LONDON, March 12, 2026, 16:41 GMT

Pearson finished Thursday’s session at roughly 984 pence, ticking up 0.7%. The British education group logged another day of buybacks—this time, 1.19 million shares were repurchased on March 11 for cancellation, according to its ongoing £350 million buyback plan.

Pearson’s leaning on cash returns as it works to shore up a share price unsettled by persistent questions about how much artificial intelligence could disrupt its digital courseware and learning tools businesses. Share buybacks—where the company pulls its own stock out of circulation—trim the share count, which can drive up earnings per share.
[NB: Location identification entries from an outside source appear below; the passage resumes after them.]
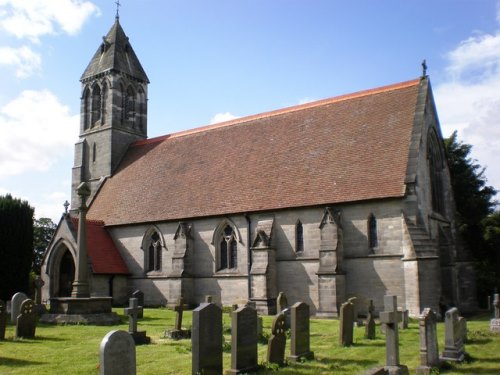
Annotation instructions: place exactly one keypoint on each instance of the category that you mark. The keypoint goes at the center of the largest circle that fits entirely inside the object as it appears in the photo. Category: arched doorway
(66, 274)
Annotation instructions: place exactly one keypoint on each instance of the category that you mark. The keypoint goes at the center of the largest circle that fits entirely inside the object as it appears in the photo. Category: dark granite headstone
(243, 341)
(346, 324)
(26, 320)
(370, 323)
(429, 352)
(300, 337)
(454, 336)
(15, 305)
(3, 319)
(206, 340)
(390, 319)
(117, 354)
(277, 341)
(133, 311)
(139, 294)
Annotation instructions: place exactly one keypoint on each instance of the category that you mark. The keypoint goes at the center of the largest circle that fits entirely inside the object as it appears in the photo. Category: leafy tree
(43, 230)
(475, 203)
(16, 246)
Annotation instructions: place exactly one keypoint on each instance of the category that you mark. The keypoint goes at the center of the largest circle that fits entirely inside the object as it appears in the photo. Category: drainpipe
(249, 257)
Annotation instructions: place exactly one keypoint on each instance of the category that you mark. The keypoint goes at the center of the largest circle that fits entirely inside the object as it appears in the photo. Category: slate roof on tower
(348, 148)
(115, 54)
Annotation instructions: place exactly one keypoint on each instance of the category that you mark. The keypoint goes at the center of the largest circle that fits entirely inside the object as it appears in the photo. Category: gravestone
(117, 354)
(243, 341)
(454, 336)
(133, 311)
(495, 322)
(429, 352)
(3, 319)
(390, 319)
(178, 332)
(26, 320)
(207, 339)
(15, 305)
(277, 341)
(139, 294)
(370, 323)
(300, 337)
(346, 325)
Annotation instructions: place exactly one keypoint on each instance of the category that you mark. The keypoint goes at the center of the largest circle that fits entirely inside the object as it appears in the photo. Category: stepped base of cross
(70, 310)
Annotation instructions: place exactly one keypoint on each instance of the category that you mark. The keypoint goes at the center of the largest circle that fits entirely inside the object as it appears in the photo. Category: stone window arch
(152, 245)
(436, 166)
(372, 232)
(96, 105)
(225, 240)
(299, 237)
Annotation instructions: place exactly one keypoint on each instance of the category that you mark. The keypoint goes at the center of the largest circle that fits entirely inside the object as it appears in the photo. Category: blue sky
(213, 60)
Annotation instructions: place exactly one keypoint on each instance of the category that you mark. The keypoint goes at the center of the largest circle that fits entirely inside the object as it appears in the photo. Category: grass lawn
(75, 349)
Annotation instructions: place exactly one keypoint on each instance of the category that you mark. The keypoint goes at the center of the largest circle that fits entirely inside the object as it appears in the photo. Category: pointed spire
(115, 54)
Pearson picked up 1,194,877 shares at an average price of 984.51 pence, according to Thursday’s filing. The previous day’s disclosure showed a buy of 1,208,093 shares at 987.99 pence apiece on March 10. All told, filings suggest about 23.7 million pounds were spent across the two sessions, both falling within the initial 175 million-pound tranche of the programme.
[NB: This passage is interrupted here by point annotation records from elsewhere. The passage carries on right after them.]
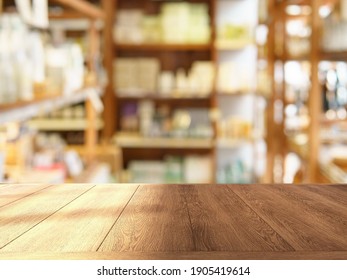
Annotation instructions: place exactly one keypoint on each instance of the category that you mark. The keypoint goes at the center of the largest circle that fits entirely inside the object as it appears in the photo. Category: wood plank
(11, 193)
(337, 193)
(215, 255)
(221, 221)
(21, 216)
(156, 219)
(81, 226)
(297, 218)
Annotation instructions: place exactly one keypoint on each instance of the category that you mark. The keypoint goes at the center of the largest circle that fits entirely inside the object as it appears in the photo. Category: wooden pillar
(109, 98)
(214, 99)
(270, 133)
(91, 133)
(314, 97)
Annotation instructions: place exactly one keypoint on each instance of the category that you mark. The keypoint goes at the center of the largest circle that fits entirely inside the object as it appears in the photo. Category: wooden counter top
(173, 222)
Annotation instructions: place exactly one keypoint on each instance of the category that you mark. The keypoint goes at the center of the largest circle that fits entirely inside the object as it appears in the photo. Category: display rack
(25, 110)
(308, 153)
(185, 53)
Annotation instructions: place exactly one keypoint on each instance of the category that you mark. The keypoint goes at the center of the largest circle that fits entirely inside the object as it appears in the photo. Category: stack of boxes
(177, 23)
(143, 76)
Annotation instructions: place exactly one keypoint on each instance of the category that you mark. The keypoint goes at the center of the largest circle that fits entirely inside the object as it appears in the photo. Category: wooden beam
(84, 7)
(314, 97)
(109, 98)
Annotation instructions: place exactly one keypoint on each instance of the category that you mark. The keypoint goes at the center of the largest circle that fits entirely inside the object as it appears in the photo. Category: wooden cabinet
(306, 139)
(175, 55)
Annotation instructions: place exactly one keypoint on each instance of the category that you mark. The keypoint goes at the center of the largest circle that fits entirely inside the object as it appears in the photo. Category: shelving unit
(171, 56)
(25, 110)
(310, 157)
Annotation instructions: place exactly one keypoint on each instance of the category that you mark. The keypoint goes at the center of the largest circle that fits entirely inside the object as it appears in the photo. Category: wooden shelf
(21, 111)
(84, 7)
(333, 56)
(289, 57)
(181, 101)
(230, 143)
(63, 124)
(136, 141)
(237, 93)
(162, 47)
(233, 46)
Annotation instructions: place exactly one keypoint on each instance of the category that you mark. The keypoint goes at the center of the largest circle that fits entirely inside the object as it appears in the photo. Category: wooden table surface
(173, 222)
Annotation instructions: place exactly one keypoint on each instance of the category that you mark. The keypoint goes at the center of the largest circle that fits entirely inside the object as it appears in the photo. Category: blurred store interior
(154, 91)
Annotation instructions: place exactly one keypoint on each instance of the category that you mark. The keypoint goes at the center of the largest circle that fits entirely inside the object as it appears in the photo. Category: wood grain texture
(21, 216)
(156, 219)
(307, 224)
(221, 221)
(212, 255)
(11, 193)
(175, 222)
(81, 226)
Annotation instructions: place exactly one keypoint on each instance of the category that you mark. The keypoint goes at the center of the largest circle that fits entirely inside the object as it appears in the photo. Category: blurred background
(195, 91)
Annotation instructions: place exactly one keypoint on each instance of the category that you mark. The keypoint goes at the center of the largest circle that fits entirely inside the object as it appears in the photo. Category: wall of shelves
(311, 141)
(173, 56)
(47, 102)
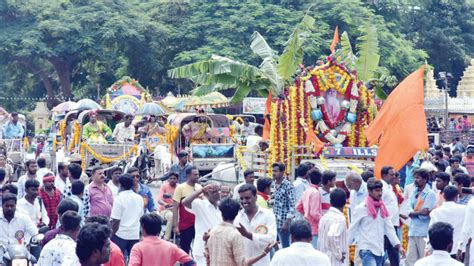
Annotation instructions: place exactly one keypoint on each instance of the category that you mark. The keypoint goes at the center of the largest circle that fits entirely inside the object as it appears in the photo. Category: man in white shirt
(63, 246)
(31, 205)
(467, 233)
(450, 212)
(207, 215)
(370, 223)
(391, 202)
(126, 212)
(114, 183)
(125, 131)
(301, 183)
(62, 179)
(42, 169)
(249, 178)
(31, 169)
(300, 252)
(441, 239)
(14, 226)
(332, 239)
(357, 188)
(256, 225)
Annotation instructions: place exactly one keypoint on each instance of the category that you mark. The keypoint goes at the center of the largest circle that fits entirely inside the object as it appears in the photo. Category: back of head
(263, 183)
(450, 193)
(71, 220)
(96, 168)
(441, 236)
(67, 205)
(315, 176)
(31, 183)
(126, 181)
(337, 198)
(248, 172)
(373, 183)
(11, 188)
(463, 180)
(443, 176)
(77, 187)
(41, 162)
(92, 237)
(328, 176)
(248, 187)
(300, 230)
(3, 173)
(7, 197)
(385, 170)
(302, 170)
(366, 175)
(229, 209)
(75, 170)
(132, 169)
(151, 223)
(190, 169)
(423, 173)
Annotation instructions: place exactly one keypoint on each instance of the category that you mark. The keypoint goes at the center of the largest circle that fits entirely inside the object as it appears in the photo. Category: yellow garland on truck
(103, 159)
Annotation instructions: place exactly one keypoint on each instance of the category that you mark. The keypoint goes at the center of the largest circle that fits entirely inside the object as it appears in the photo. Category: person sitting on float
(197, 131)
(95, 131)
Pearson kicked off a fresh capital return after posting its 2025 results, noting last year’s £350 million buyback trimmed the share count by 5%. On the top line, underlying sales climbed 4%, excluding currency effects and select one-offs. Adjusted operating profit—which leaves out certain exceptional items—rose 6% to £614 million. The company is aiming for mid-single-digit sales growth in 2026, with adjusted operating profit expected between £640 million and £685 million.

Omar Abbosh, the chief executive, called the results “significant progress” for Pearson as it pushes deeper into AI and steps up momentum in its enterprise arm. Speaking that day, Abbosh emphasized Pearson’s “very high level of trust,” insisting the company’s AI tools are driving better student outcomes, not eroding them. Pearson plc

The market hasn’t bought it yet. Pearson shares slid roughly 30% over the 12 months leading up to late February. The stock got caught in a wider downturn for European information and analytics names, with RELX and Wolters Kluwer also taking hits, after Anthropic rolled out a set of new AI tools that ramped up worries over automation.
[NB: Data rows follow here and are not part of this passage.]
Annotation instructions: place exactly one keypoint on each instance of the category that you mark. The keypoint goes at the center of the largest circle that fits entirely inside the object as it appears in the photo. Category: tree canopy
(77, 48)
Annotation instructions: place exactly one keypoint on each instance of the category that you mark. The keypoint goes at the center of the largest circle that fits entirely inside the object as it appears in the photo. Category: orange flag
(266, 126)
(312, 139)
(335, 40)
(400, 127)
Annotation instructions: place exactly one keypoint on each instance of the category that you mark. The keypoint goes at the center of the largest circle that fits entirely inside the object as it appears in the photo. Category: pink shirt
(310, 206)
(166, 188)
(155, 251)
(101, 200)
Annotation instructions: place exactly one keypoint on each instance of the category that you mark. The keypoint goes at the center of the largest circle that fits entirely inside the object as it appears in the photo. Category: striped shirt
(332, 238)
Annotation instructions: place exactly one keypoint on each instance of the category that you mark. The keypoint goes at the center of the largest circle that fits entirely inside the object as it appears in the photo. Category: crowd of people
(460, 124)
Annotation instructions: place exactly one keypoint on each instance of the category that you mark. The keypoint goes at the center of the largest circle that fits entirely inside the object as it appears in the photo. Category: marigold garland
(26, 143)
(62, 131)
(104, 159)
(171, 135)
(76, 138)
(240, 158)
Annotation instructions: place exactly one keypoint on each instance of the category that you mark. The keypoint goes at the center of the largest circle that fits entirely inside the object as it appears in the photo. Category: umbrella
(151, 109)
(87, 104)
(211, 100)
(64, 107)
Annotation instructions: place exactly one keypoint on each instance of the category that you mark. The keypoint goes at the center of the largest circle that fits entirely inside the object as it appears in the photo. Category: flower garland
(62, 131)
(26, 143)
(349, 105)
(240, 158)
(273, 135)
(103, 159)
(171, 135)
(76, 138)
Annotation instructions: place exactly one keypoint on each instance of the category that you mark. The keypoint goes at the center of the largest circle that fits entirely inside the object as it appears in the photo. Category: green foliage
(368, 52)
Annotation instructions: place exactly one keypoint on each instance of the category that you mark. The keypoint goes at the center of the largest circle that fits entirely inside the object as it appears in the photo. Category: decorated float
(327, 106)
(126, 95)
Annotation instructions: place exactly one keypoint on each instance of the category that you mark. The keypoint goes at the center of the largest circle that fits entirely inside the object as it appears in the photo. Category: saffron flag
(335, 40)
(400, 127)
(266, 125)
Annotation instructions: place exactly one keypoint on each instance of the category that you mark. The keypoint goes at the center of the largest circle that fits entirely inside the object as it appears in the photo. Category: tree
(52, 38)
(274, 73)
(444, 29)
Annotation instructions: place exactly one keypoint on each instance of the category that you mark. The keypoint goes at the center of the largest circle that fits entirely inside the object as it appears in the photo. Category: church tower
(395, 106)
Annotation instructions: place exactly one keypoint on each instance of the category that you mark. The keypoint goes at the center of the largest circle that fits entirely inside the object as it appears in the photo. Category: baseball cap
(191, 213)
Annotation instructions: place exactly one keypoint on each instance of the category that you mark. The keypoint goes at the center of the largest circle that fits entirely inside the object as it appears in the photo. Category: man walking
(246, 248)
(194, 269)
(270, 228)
The buyback won’t erase operational challenges. Back in January, Pearson disclosed it had lost a New Jersey student assessment contract valued at 20 million to 30 million pounds. AJ Bell’s Dan Coatsworth pointed out then that both the contract loss and the vague guidance were “enough to see the shares ‘punished.’” Reuters

Thursday’s bump still leaves the stock roughly 23% short of its 52-week peak at 1,275 pence. According to Hargreaves Lansdown, Pearson shares fluctuated between 973 and 997 pence through the session, settling near 984 pence by the close.

Buybacks are propping up the stock for the moment. But that only goes so far—what really matters next is whether Pearson can deliver on new contract wins and show tangible results from its AI investments. Investors are watching for evidence that margins can hold and that growth will actually stick, rather than just benefiting from fewer shares.